Post by: coinerd on June 26, 2013, 05:27:53 AM
Your clueless.  This so called "large but finite space" is so large that ....

It's not mine, sorry.



if you converted all the matter in our solar system into a giant super computer and used all the power output of our sun for the next 4 billions years until it burned out you couldn't count to 2^256.   This assumes the computer operated at the themodynamic limit.  In essence a perfect solar system sized super computer.  That is just counting 1, 2, 3, .... 2^256.  You could maybe at absolute perfect efficiency get to ~2^216 which would mean you have counted through less than 1/100,000th of 1% of possible private keys.
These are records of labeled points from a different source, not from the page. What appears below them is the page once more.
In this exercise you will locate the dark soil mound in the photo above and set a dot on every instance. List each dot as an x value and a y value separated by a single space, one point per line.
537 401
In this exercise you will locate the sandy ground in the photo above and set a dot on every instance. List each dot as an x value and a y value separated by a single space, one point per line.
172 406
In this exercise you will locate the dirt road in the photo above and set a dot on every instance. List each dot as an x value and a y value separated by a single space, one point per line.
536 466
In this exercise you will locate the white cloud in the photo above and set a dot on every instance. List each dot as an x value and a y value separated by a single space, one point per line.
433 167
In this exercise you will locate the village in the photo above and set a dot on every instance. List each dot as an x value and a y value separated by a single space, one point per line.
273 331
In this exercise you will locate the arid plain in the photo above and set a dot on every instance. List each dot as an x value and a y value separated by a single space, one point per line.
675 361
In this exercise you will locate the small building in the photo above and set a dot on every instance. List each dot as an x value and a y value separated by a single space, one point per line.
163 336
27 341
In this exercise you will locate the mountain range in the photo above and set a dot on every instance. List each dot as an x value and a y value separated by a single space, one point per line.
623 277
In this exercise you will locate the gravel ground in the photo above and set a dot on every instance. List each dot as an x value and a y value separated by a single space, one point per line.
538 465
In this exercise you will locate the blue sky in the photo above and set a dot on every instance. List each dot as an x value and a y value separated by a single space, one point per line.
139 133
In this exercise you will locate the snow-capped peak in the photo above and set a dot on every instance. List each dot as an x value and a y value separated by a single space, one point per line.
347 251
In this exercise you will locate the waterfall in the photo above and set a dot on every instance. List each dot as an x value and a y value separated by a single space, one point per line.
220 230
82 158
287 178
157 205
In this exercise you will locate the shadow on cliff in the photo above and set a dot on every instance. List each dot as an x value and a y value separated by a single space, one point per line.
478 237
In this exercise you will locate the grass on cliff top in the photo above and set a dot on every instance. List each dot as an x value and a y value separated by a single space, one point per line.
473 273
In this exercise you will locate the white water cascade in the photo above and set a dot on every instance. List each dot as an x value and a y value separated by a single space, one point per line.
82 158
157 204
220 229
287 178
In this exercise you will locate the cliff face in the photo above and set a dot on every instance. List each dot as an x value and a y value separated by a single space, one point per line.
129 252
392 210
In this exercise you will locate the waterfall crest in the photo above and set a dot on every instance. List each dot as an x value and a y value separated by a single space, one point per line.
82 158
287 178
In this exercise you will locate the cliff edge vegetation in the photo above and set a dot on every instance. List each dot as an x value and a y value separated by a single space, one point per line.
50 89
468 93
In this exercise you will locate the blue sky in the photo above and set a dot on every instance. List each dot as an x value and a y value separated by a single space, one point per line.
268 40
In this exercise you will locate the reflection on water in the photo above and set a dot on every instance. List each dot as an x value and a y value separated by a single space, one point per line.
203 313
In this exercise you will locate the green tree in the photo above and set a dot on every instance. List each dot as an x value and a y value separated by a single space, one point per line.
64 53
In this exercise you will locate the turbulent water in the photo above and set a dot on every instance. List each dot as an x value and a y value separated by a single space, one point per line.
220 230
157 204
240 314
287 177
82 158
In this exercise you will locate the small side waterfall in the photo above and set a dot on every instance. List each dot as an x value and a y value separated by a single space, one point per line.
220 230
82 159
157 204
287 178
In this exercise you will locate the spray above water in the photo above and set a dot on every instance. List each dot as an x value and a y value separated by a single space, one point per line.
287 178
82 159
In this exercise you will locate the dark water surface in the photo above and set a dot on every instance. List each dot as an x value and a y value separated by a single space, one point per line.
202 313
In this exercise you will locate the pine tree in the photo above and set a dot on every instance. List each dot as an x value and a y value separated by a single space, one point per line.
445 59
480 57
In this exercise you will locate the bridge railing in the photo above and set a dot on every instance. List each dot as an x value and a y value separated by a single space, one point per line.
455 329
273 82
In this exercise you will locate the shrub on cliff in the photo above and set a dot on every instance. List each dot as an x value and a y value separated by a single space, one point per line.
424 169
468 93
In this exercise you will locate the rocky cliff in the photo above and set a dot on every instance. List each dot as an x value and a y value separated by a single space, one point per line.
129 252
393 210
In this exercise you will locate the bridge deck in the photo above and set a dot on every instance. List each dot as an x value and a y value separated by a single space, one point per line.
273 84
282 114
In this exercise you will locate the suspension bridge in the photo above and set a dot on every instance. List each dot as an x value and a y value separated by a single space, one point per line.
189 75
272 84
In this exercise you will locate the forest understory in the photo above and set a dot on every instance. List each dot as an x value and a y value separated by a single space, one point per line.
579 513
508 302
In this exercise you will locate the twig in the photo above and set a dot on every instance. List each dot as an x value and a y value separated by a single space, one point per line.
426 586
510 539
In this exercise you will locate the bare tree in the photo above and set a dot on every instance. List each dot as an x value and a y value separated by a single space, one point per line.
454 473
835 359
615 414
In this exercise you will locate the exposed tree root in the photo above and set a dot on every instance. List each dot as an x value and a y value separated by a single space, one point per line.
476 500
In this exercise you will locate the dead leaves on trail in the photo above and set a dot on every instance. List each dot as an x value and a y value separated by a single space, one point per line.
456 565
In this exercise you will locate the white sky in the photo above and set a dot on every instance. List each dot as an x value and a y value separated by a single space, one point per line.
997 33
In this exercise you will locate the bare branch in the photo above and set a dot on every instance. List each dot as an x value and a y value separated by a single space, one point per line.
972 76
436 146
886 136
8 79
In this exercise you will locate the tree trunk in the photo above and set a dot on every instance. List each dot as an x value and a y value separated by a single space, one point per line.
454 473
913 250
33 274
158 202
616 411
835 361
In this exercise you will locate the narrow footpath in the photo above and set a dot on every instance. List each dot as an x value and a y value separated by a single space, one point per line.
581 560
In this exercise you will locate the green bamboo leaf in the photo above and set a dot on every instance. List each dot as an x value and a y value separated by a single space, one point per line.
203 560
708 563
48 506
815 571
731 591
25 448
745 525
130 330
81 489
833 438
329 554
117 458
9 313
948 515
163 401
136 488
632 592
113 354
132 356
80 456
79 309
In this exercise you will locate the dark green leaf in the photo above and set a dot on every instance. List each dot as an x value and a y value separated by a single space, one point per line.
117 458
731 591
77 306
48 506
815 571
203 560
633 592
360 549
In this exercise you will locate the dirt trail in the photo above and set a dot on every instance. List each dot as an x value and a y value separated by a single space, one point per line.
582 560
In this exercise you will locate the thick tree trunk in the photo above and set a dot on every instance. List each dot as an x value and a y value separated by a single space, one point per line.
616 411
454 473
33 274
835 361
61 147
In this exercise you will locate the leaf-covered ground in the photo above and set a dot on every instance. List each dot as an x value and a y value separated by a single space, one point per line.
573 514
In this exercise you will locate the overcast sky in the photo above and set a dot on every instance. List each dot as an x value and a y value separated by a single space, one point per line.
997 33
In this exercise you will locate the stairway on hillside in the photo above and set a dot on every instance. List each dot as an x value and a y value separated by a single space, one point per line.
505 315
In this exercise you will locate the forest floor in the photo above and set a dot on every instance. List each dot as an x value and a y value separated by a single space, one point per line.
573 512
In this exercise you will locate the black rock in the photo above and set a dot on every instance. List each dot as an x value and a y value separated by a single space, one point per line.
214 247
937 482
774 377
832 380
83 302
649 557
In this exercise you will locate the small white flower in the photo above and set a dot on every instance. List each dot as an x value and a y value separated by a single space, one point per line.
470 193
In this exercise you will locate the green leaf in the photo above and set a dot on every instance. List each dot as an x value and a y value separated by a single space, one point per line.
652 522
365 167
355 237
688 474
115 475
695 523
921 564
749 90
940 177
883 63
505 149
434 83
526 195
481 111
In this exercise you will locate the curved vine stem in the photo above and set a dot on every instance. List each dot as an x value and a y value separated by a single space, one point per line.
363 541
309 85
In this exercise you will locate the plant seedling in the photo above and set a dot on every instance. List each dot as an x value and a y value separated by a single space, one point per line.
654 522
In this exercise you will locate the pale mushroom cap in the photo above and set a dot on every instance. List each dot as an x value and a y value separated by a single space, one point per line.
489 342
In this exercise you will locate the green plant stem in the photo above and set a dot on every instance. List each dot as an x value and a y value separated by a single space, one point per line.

I'll bite.  Since you know exactly how long these sort of things take, tell me how many hashes it will take to find the next block in the bitcoin blockchain.

Come on man it was a joke.  My AWS micro is busy with something else right now.  But if you troll me into defending it, I will.  It's not impossible.  Improbable never stopped us yet.


Title: Re: Why is litecoin hyped so much when it doesn't add any value over bitcoin?
Post by: r3wt on June 26, 2013, 09:19:04 AM
Your clueless.  This so called "large but finite space" is so large that ....

It's not mine, sorry.



if you converted all the matter in our solar system into a giant super computer and used all the power output of our sun for the next 4 billions years until it burned out you couldn't count to 2^256.   This assumes the computer operated at the themodynamic limit.  In essence a perfect solar system sized super computer.  That is just counting 1, 2, 3, .... 2^256.  You could maybe at absolute perfect efficiency get to ~2^216 which would mean you have counted through less than 1/100,000th of 1% of possible private keys.


I'll bite.  Since you know exactly how long these sort of things take, tell me how many hashes it will take to find the next block in the bitcoin blockchain.

Come on man it was a joke.  My AWS micro is busy with something else right now.  But if you troll me into defending it, I will.  It's not impossible.  Improbable never stopped us yet.